Hungarian prosecutors have charged a 98-year-old man with torturing Jews and sending thousands to death camps during the second World War.
László Csatáry was a police officer and allegedly the head of a detention camp in Kosice, a town in Slovakia that was controlled by Hungary during the war. He is accused of beating and whipping Jewish prisoners and helping organise their deportation to Auschwitz and other extermination camps.
About 12,000 Jews are believed to have been sent to their deaths from Kosice. “He is charged with the unlawful execution and torture of people, [thus] committing war crimes partly as a perpetrator, partly as an accomplice,” said a spokeswoman for the chief prosecutor’s office in Budapest.
Csatáry is thought to have “regularly beat the interned Jews with his bare hands and whipped them with a dog-whip for no special reason, regardless of their sex, age or health”, prosecutors said.
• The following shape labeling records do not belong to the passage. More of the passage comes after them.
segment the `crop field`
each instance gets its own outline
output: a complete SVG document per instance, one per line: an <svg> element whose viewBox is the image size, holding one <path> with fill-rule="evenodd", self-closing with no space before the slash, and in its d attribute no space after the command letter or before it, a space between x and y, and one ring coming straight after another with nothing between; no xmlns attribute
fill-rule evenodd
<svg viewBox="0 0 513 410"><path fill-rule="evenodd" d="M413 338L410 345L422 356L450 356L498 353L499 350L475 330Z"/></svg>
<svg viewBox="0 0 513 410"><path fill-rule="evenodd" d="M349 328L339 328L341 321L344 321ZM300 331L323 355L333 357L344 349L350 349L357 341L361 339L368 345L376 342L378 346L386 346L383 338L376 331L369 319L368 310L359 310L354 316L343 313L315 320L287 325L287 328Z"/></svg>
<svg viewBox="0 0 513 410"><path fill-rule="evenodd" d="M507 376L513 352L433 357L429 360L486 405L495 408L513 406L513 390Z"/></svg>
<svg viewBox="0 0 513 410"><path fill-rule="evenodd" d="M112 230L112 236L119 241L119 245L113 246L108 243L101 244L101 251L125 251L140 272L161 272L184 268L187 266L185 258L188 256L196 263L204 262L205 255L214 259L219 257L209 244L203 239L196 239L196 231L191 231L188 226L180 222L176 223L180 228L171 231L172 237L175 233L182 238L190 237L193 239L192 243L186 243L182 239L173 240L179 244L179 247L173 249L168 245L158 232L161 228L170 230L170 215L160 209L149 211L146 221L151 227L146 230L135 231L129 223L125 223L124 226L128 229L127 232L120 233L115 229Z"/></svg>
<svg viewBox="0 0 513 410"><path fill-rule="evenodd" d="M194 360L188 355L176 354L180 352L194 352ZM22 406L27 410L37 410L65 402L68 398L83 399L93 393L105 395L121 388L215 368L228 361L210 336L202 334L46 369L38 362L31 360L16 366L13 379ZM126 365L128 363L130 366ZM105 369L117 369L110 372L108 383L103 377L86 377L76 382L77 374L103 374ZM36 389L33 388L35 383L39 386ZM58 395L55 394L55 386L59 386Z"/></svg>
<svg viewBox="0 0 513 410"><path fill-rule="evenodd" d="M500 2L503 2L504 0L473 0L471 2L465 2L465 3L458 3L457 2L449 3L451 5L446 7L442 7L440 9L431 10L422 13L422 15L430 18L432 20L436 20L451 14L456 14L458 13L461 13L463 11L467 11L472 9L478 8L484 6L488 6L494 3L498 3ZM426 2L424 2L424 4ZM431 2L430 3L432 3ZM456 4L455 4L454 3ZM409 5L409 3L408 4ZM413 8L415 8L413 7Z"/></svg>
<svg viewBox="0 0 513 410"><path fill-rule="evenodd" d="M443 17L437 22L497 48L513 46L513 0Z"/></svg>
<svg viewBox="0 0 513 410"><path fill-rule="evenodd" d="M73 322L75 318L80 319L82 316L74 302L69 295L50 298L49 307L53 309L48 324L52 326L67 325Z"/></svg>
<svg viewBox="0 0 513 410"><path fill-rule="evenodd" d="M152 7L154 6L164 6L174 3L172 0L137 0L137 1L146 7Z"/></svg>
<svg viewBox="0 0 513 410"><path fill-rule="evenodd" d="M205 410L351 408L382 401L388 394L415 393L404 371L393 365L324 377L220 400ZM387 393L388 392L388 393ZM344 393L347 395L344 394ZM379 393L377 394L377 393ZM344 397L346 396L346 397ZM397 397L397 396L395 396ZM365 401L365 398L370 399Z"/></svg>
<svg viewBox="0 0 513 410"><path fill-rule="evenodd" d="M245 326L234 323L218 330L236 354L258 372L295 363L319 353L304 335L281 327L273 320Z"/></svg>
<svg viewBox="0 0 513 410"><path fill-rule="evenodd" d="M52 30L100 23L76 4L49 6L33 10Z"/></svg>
Csatáry, who is expected to go on trial within three months, denied the accusations when put under house arrest last year in Budapest. He fled Kosice after the war and, in 1948, a Czechoslovak court found him guilty in absentia of war crimes and sentenced him to death. He is believed to have arrived the following year in Canada, where for decades he lived incognito as an art dealer.
Csatáry was stripped of Canadian citizenship after his true identity was revealed in 1995. Two years later, he left Canada and is believed to have returned to Hungary. He was tracked down last summer by the Simon Wiesenthal Centre.